Masalah yang dihadapi masyarakat pada kali ini adalah mahalnya harga daging sapi di pasaran. Hal ini membuat pemerintah mencanangkan wacana subtitusi daging sapi ke daging kerbau. Akan tetapi banyak hal menjadi permasalahan dalam wacana tersebut. Oleh karena itu, dalam artikel ini akan membahas tentang permasalahan yang ada dalam program “Subtitusi Daging Sapi ke Daging Kerbau” dan menemukan penyelesaian masalah tersebut.

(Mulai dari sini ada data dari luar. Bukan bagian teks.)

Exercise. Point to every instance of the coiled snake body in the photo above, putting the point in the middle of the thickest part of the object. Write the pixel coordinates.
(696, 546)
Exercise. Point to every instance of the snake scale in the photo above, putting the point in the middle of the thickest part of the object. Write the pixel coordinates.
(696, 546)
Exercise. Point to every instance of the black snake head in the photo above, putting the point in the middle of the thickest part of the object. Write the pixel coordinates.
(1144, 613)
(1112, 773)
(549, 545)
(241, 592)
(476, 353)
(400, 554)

II.                Pembahasan
Dalam kasus ini kita dihadakan dengan permasalahan daging sapi yang semakin hari semakin mahal. Hal ini diperparah dengan adanya mafia daging sapi yang beredar di masyarakat. Akan tetapi, mahalnya daging sapi biasanya tidak diimbangi dengan pasokan daging baik. Akibatnya, banyak dari masyarakat yang menjual daging yang harusnya tidak dijual atau sudah busuk.
Kesenjangan antara permintaan dan produksi daging sapi lokal terjadi tiap tahun akibat konsumsi yang terus meningkat. Konsumsi daging sapi meningkat dari 1,95 kg/kapita (2007) menjadi 2 kg/kapita (2008) dan 2,24 kg/ kapita (2009) sehingga kebutuhan daging sapi dan jeroan meningkat dari 455.755 ton pada tahun 2008 menjadi 516.603 ton pada tahun 2009 (BPS dan Statistik Peternakan 2009). Kebutuhan daging sapi yang terus meningkat dan produksi daging sapi lokal yang masih berfluktuasi mendorong pemerintah untuk mengimpor daging dan sapi bakalan.

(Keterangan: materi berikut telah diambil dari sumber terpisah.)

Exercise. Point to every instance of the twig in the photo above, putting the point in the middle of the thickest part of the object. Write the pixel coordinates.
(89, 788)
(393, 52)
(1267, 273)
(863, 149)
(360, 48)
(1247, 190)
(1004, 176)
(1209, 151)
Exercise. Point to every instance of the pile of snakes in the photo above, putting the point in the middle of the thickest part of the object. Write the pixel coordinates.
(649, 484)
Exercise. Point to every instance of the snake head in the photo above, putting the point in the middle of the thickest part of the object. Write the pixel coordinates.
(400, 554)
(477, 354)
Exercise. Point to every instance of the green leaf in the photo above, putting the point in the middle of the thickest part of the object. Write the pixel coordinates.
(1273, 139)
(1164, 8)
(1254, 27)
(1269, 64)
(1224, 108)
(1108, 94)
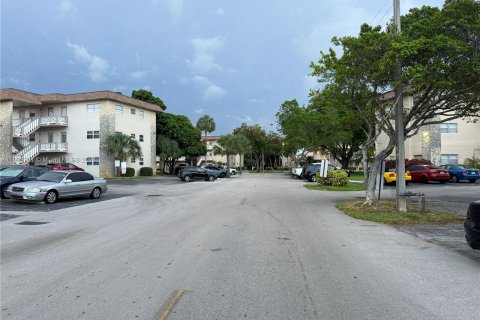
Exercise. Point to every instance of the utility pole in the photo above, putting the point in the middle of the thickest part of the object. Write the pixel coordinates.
(399, 121)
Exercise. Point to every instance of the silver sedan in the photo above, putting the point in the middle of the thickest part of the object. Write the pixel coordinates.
(52, 185)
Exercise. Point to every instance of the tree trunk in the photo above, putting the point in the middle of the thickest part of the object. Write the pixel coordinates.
(374, 169)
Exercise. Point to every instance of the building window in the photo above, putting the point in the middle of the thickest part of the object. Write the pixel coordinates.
(449, 127)
(93, 161)
(93, 134)
(93, 107)
(449, 159)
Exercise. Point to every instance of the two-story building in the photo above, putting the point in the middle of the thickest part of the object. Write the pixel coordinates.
(45, 128)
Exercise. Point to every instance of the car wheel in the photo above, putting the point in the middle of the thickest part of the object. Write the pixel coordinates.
(3, 193)
(50, 197)
(96, 192)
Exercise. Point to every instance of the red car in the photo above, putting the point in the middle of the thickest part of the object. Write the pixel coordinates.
(425, 173)
(63, 166)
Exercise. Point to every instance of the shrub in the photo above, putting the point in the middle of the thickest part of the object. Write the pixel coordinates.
(130, 172)
(334, 178)
(146, 171)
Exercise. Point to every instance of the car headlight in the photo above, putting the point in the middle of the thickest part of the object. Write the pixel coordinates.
(32, 189)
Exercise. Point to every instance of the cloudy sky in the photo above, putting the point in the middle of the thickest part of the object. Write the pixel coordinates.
(235, 60)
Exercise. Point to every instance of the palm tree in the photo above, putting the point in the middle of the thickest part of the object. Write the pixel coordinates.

Oleh karena itu, pemerintah berusaha menutupi pasokan daging sapi yang kurang tersebut dengan cara mengimpor daging sapi dari luar negeri. Selain mengimpor daging sapi pemerintah juga berusaha mencoba berbagai cara untuk memmenuhi pasokan daging, salah satunya dengan cara melakukan subtitusi daging sapi ke daging kerbau. Sebenarnya, daging kerbau sudah dikenal masyarakat namun hanya dikenal di daerah tertentu saja. Tujuan pemerintah menggunakan daging kerbau karena ciri daging yang tidak jauh berbeda dengan daging sapi dan juga dapat meningkatkan selera masyarakat terhadap daging kerbau.

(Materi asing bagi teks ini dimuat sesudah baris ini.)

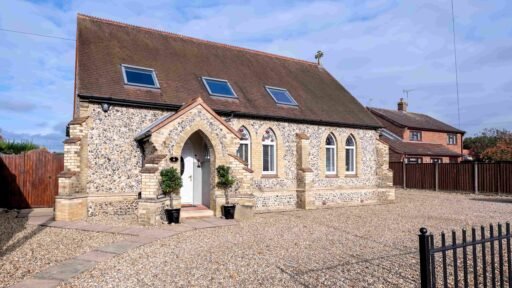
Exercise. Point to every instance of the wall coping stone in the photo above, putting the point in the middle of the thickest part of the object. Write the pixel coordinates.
(72, 196)
(78, 120)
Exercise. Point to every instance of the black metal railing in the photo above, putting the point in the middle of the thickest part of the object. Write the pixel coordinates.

Upaya swasembada daging sangat relevan untuk ketahanan pangan dengan mengurangi impor sampai 90% dari kebutuhan (Sudarjat 2003). Impor daging dimaksudkan untuk mengisi kekurangan pasokan agar harga daging terjangkau oleh masyarakat. Penetapan harga tertinggi bertujuan untuk melindungi konsumen, namun di sisi lain dapat menjadi disinsentif bagi peternak untuk memelihara sapi. Tingginya peningkatan konsumsi daging sapi setiap tahun perlu diikuti dengan upaya peningkatan produksi daging antara lain dengan mengembangkan usaha peternakan sapi (Akhmad 2010). Oleh karena itu, perlu ada target produksi dan konsumsi yang seimbang agar swasembada daging sapi dapat terwujud.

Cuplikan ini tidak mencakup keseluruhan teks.